É até possível que os administradores legais de Abaetetuba, a 100 km de Belém, pensassem que “dando” a menina aos detentos, evitassem uma das rebeliões tão comuns nos “estabelecimentos prisionais”, eufemismo para depósito de seres humanos desumanizados e que se desumanizam. Ou, pode também ser possível, que nenhuma dessas autoridades pensou em coisa nenhuma e, como as mais puras psicopatas, simplesmente colocaram mais um “troço” junto com os “outros troços”. Sem conseguirem imaginar, e muito menos perceber, que se tratava de um ser humano, pequeno, frágil e indefeso. Se assim foi deveriam ser triplamente punidas. Psicologicamente, podemos pensar que além da insensibilidade evidente ambas, delegada e juíza, devem ter ódio de suas condição feminina, tão desconsiderada por esse Brasil à fora (ou a dentro).
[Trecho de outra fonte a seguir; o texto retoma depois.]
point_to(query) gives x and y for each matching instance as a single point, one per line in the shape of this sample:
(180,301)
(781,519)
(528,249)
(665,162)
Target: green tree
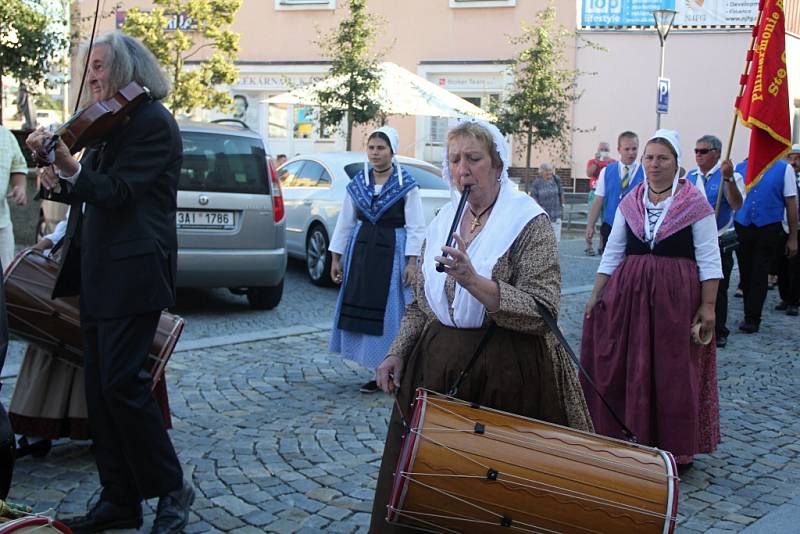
(176,30)
(30,41)
(538,105)
(350,49)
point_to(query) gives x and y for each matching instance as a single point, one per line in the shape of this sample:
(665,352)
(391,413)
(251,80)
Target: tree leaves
(29,41)
(539,103)
(208,43)
(350,51)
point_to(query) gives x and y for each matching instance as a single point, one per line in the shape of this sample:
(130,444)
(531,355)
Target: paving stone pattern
(275,437)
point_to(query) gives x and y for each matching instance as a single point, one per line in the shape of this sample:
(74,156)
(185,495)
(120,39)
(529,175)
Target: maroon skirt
(638,350)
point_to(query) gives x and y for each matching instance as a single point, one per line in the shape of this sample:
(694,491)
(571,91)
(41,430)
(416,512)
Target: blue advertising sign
(622,12)
(662,100)
(691,13)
No entanto a teses de psicopatia se esvai quando se sabe que a menina foi encontrada “liberada”, dada como fugitiva e ameaçada de morte se revelasse o ocorrido. Isto equivale a confissão de culpa, de que todo(a)s sabiam que haviam cometido um crime. Consciência havia. Psicopata não usa este dom.Criminosos, não portadores de doença mental, sim.


Outro fator psicológico presente é o medo, como informa a reportagem da Folha de São Paulo: “Se era tão flagrante a identidade feminina e quase infantil de L., por que ninguém denunciou antes?”. Medo de morrer. Aqui todo mundo tem medo“, diz a tia de um dos presos transferidos. ”Se a delegada põe uma menina na cela com os homens, e a juíza mantém ela lá, quem sou eu pra denunciar. Aliás, denunciar para quem?". O derradeiro fator, mas não o menos importante é a desesperança, esse ”Denunciar para quem? ”deveria ser o grande alerta para os dirigentes do nosso país”.


Chávez faz história em cima das esperanças das parcelas mais desassistidas da Venezuela em transformar séculos de exploração. Cacciola tem suas esperanças baseadas exatamente no contrário.